Terrence Malick ha sido un director elogiado desde sus primeras películas, acaso las más breves y mejores: “Malas tierras” (1973) y “Días del cielo” (1978), y hasta ahora y después de una docena de títulos y casi medio siglo de carrera, aún lo sigue la buena estrella de las críticas y la prensa. Es demasiado tiempo.
Uno de los mandamientos repetidos asegura que Malick como Stanley Kubrick tarda años en montar sus películas y por eso su corta y razonada filmografía.
El segundo mandamiento debería indicar que si lo anterior llega a ser verdad, en ese caso, solo en eso se parecen y en nada más, porque no hay comparación alguna entre dos filmografías que van del cielo a la tierra, donde la tierra y, por tanto, el sudor, dificultad y esfuerzo son los de Malick, que aspira a lo contrario: filmar como elegido y con una cámara por las nubes que se aproxima a la eternidad.
Para eterno, ya se sabe, está Kubrick.
Terrence Malick, en realidad, es un director que llama al espejismo, porque lo suyo es reiteración, cálculo, buena caligrafía y una técnica pulcra y puntillosa de fotografía contemplativa. Un cine de lentes y nitidez, con falta de brumo, suciedad y con personajes que se desvanecen.
En el cine de Malick es arduo recordar a un personaje, al menos a uno.

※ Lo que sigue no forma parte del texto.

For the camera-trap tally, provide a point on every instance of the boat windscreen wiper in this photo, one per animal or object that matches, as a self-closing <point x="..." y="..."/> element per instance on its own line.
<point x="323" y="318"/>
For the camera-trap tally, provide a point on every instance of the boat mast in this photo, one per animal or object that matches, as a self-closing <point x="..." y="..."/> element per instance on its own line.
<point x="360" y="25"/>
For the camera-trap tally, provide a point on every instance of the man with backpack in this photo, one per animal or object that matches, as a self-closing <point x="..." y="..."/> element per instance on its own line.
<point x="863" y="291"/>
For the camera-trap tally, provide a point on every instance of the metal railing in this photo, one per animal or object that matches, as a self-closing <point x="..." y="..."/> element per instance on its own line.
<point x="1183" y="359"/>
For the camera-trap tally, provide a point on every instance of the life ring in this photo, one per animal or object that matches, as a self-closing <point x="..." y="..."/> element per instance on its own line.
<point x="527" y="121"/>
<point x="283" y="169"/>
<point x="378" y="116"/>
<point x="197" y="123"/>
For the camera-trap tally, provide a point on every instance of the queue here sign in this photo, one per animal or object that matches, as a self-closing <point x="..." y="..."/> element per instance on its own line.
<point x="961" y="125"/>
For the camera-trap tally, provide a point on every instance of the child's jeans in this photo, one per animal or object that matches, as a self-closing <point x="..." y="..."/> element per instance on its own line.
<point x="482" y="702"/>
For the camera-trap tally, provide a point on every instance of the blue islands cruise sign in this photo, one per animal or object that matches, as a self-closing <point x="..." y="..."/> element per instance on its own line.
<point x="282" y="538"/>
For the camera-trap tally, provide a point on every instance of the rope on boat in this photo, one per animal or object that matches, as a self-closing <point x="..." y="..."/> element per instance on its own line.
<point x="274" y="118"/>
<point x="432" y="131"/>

Un director aplicado y latoso, que se afirma en un montaje acumulativo de vocación pastoral, que subraya y repite imágenes, porque en vez de cortar y decidir entre una cosa y otra, coloca ambas: paja y trigo.
Y por eso “Una vida oculta” se siente grave y tediosa, y para encontrar algún plano o un par de rostros emotivos y desencajados, hay que pasar por imágenes plúmbeas y de calendario alpino, adornadas por frases destacadas que idealmente son preguntas base, muy propias de los foros estudiantiles (al menos de los antiguos foros), sobre el origen de la fe, la razón de la creación y los motivos de Dios.
En el villorrio de Radegund, en la Alta Austria, y en 1939, Franz Jägerstatter (August Diehl), su esposa Fani (Valerie Pachner) y tres pequeñas hijas, son campesinos pobres, pero extraordinariamente felices, pulcros y limpios. En el resto del pueblo y entre los vecinos reina la misma condición y estado de ánimo.
Ese año y los que vienen, hasta 1943, el cambio es radical y la llegada de Hitler y el nazismo transforma el spa campestre en un infierno, donde el único que resiste el pensamiento uniforme, la ideología y la violencia, es Franz, objetor de conciencia y un hombre de fe que se convierte en alguien intolerable para el pueblo y el régimen.
Es preciso recordar que el filme se basa en hechos reales y que Franz Jägerstatter fue beatificado por Benedicto XVI en 2007.
La película necesita 174 minutos para contar una historia limpia y valerosa que se podría haber resuelto en la mitad de ese tiempo.
Lo que sobra es la materia del cine aburrido, que mezcla prédica ampulosa con imágenes de pantalla para notebook.
“A hidden life”. EE.UU. - Alemania, 2019. Director: Terrence Malick. Con: August Diehl, Valerie Pachner, Bruno Ganz. 174 minutos. En cines.